Part of growing as a young professional is being willing to continually learn and knowing your education should never stop. To continue your education and customize it to your career goals, certifications can be helpful. Obtaining a certification can provide internal and external validation of expertise, and demonstrate you have a certain skillset with the test results to prove it. Certifications demonstrate your expertise to peers, superiors, business partners and clients.
Certifications should not just check a box
Do not get a certification to meet the criteria of a particular job. Think proactively about what a certification can do for you. Does is it open you up to a new opportunity? Will training for the certification be a valuable learning opportunity? Obtaining certifications should be part of your personal and professional development plans – those that are formally documented at your job and those that excite you to get out of bed each day.
Ask others for advice
If you are unsure about what certification is right for you or want some additional validation, ask a mentor, sponsor or manager for recommendations on what certifications might be right for you based on your goals. While you may have a certification in mind, it does not hurt to have an outside, experienced perspective to consider before you commit. Also, reach out to individuals at your company who have a certification you are interested in pursuing to find out what value it has provided for them, plus any tips they have.
Be ready to invest in yourself
Certifications can be costly, especially those that are highly technical and specialized. Make sure you are ready to make the monetary and time investment necessary to make the expense worthwhile. See if your company sponsors certifications/training and be ready to provide business justification if you are asking for reimbursement for your training.

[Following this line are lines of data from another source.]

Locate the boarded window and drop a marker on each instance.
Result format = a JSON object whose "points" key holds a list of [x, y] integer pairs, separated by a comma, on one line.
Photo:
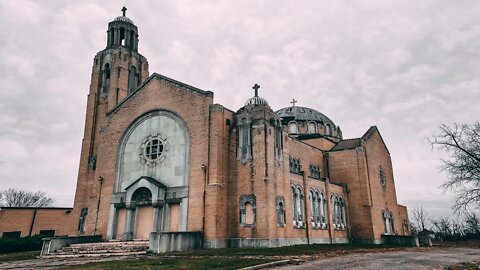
{"points": [[15, 234], [47, 233]]}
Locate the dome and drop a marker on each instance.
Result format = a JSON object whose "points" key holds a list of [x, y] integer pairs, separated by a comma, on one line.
{"points": [[256, 101], [298, 113], [123, 19]]}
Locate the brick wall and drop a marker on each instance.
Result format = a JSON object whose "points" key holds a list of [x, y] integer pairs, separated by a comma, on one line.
{"points": [[22, 219]]}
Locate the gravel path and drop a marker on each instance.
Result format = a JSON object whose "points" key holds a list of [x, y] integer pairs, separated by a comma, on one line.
{"points": [[432, 259]]}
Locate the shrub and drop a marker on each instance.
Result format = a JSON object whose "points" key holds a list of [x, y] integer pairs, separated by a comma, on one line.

Prepare for certification maintenance
Keep in mind the ongoing obligations that come with certain professional certifications. Some require ongoing continuing education, annual fees and other efforts on your part to show the maintenance of your certification. Make sure when you seek the initial certification that you are prepared for the later requirements that may follow.
Keep learning your whole career
Getting certified should not be a one-time event, but instead should be part of your lifelong learning plan that evolves with your career. Set a schedule for yourself to review your certifications and look for new opportunities as your career path winds. Setting goals that include learning as a key element will help you remain satisfied in your career and prove to partners and clients that you are invested in personal growth.